We're working on it. See #27.
@brainbreaker I was extremely busy with Celery 5 myself. Let's pick up the pace.
I think this PR is a fine first draft and we can merge it. Before we do that I'd like you to open an issue which details all our open items.
Created an issue with open points. We can continue the discussion there on those points. https://github.com/celery/ceps/issues/30
@thedrow Couple of things around next steps to start development -
I'm assuming we'll be making a new Github repository for celery operator under celery org. How does that process work? I also have this prototype repo on my personal account and was planning to extend over that only.

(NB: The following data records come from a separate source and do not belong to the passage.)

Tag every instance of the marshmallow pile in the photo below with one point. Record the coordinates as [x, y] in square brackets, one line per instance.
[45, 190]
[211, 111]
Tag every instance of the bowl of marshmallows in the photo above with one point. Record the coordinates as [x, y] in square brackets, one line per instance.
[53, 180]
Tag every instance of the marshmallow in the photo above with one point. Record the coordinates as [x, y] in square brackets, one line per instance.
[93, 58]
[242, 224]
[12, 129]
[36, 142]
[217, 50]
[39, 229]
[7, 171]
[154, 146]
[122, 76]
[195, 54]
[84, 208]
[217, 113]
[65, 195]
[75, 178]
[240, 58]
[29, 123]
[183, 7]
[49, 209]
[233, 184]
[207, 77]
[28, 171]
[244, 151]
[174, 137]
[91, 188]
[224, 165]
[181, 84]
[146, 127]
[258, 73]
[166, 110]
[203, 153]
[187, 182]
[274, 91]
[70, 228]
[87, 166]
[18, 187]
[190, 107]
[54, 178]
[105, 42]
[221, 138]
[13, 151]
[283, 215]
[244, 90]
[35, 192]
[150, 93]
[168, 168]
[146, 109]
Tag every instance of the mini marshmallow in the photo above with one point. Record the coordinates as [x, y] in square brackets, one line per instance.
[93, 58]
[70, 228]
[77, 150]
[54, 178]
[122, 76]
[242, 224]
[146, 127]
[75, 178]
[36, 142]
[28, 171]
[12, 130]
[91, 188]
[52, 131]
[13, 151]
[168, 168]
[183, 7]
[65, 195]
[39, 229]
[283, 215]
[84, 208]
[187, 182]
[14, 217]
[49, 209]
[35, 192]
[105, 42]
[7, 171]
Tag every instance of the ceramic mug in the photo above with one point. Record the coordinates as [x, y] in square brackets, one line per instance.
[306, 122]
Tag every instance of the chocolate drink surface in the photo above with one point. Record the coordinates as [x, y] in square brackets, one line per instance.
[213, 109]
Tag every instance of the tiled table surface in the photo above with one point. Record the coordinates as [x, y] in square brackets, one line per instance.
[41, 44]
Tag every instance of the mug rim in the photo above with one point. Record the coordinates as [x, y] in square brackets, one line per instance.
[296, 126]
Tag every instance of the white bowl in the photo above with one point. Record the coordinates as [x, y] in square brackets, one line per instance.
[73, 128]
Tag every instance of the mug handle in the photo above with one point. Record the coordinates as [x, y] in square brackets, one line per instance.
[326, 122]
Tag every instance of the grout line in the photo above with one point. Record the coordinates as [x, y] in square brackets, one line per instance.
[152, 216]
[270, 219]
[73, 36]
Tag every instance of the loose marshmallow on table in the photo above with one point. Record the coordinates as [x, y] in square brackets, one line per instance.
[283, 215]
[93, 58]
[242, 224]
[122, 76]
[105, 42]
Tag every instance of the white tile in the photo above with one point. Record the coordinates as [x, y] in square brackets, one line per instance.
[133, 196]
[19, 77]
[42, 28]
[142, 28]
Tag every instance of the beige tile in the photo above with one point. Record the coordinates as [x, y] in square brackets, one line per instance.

I've been through the contributing guide. However, let me know if are there any particular things you have in mind specific to this project's execution. As a first step, I can come up with a detailed subtasked plan and approximate timelines.
We can move the prototype repo to the organization.
We can move the prototype repo to the organization.
Great. I'll have to be part of the celery organization for that. I tried transferring ownership and the message was "You don’t have the permission to create public repositories on celery"
This PR adds a draft CEP for Celery Kubernetes Operator. For now, it is written keeping Celery 4.X in mind.
It is ready for the first round of reviews by maintainers.